Manyi: Fica bill is a bid to bankrupt the ANC

Mzwanele Manyi is the president of the Progressive Professionals Forum. Picture: Sibusiso Ndlovu/Independent Media

Mzwanele Manyi is the president of the Progressive Professionals Forum. Picture: Sibusiso Ndlovu/Independent Media

Published Jan 25, 2017

Share

Parliament – In an extraordinary submission on the Financial Intelligence Centre Amendment bill, Progressive Professional Forum president and former Cabinet spokesman Jimmy Manyi on Wednesday described it as an attempt to bankrupt the ruling ANC before the next national elections in 2019.

Manyi told MPs the money-laundering bill would be used by unnamed forces to embarrass and blacklist ANC donors "so that when we get to 2019 the ANC is as broke as hell".

"We are going to have a situation where everyone is tainted by this... We are also going to be embarrassed because of this, this is a dangerous piece of legislation."

Manyi was reminded by the chairman of Parliament's standing committee on finance, Yunus Carrim, that the narrow purpose of the hearing was to air submissions on whether President Jacob Zuma's refusal to sign the bill into law for fear that it was unconstitutional was well-founded and necessitated any chance.

At issue is the president's submission that section 45(b)(i)(c) would not pass constitutional muster because it allowed for warrantless searches by finance inspectors in certain circumstances.

Zuma's detractors see in his decision to return the bill to the legislature more than six months after it was approved by the National Assembly a move to protect him and his circle from investigation by finance authorities. But the PPF and the Black Business Council argued on Wednesday that it would enhance the power of the country's biggest banks, who they claim continue to serve the interests of a white minority.

They made the further argument that investigating money-laundering should be the job of the police, and that allowing the Financial Intelligence Centre to do so gave it excessive powers.

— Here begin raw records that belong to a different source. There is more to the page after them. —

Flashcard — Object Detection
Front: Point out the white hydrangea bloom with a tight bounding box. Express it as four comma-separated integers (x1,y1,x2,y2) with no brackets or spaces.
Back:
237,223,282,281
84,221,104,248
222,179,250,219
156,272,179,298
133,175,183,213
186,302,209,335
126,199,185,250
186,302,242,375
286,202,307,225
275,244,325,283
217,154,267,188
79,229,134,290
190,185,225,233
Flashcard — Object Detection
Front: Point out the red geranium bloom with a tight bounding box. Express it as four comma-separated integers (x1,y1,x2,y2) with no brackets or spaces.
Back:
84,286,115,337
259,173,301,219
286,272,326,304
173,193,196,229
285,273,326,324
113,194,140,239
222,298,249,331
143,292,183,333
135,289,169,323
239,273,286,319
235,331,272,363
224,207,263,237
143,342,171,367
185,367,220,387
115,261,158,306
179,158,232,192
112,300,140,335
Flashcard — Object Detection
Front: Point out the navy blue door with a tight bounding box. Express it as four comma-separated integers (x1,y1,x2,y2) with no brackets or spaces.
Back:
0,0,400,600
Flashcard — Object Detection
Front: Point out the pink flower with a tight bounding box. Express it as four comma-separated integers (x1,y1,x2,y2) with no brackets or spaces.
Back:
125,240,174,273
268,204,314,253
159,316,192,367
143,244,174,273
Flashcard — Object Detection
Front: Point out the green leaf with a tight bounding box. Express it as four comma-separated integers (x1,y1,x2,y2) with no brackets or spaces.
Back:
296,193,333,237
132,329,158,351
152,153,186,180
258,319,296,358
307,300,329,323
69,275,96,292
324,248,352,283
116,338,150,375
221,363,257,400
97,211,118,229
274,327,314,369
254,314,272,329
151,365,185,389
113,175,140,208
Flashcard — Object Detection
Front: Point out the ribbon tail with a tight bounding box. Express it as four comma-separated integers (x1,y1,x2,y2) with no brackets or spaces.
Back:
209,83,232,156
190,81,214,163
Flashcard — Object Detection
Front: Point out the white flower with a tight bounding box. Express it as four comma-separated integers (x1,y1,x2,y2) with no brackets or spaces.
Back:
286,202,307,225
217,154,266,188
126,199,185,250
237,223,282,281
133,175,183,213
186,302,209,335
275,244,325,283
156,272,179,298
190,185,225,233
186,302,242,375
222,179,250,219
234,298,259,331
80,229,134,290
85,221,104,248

National Treasury has warned that a failure to enact the legislation would earn South Africa a public rebuke from the Financial Action Task Force (FATF) when the body meets in February.

In a submission on behalf of National Treasury on Wednesday, Jeremy Gauntlett SC and QC, said Zuma's objection to the clause allowing warrantless searches was ill-founded, and suggested Parliament MPs leave the bill as is or "neaten" the language to make the limitations on warrantless searches more explicit still.

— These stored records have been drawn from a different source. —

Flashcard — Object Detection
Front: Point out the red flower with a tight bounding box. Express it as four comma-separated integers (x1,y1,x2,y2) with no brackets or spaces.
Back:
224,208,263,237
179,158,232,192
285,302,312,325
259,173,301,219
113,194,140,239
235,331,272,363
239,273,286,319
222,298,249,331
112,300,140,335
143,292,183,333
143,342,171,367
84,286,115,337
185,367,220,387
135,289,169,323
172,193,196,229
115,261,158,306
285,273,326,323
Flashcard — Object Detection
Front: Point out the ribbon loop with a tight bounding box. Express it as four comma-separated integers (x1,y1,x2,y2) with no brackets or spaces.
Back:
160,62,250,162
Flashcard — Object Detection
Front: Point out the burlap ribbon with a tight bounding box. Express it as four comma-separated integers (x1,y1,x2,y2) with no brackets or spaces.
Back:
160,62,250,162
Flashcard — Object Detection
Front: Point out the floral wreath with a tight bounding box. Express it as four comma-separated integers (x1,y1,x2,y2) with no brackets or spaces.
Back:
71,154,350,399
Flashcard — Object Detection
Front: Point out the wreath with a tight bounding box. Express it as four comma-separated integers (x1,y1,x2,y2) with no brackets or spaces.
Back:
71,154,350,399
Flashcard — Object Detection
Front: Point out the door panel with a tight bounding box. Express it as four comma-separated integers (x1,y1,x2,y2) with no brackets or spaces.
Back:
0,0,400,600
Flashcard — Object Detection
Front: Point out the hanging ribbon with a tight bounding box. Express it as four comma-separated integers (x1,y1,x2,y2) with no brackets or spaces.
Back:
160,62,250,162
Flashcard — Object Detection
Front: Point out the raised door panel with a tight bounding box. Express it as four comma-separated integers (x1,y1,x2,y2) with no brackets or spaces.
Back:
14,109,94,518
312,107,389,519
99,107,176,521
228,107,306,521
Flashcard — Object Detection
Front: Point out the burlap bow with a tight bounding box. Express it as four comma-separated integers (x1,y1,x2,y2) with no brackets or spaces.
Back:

Ishmael Semenya, who was briefed by Parliament to give an independent legal opinion, was of the same view, saying: “The National Assembly would be perfectly entitled to simply reaffirm it in its current form."

Semenya argued that the case law citation on which Zuma based his objections was not appropriate as the legal provisions that were struck down by the Constitutional Court in the cases his lawyers referred to were much wider than those in the contested section of the FICA bill, and therefore deemed an impermissible infringement on privacy.

He concurred with senior legal parliamentary law advisor Frank Jenkins that the highest court in the land allowed warrantless searches in narrowly defined circumstances.

In this case, the bill allows Financial Intelligence Centre inspectors to carry out searches where the delay applying for a warrant would frustrate the object of the search and they were persuaded that had they approached a court for a warrant, the court would have granted it.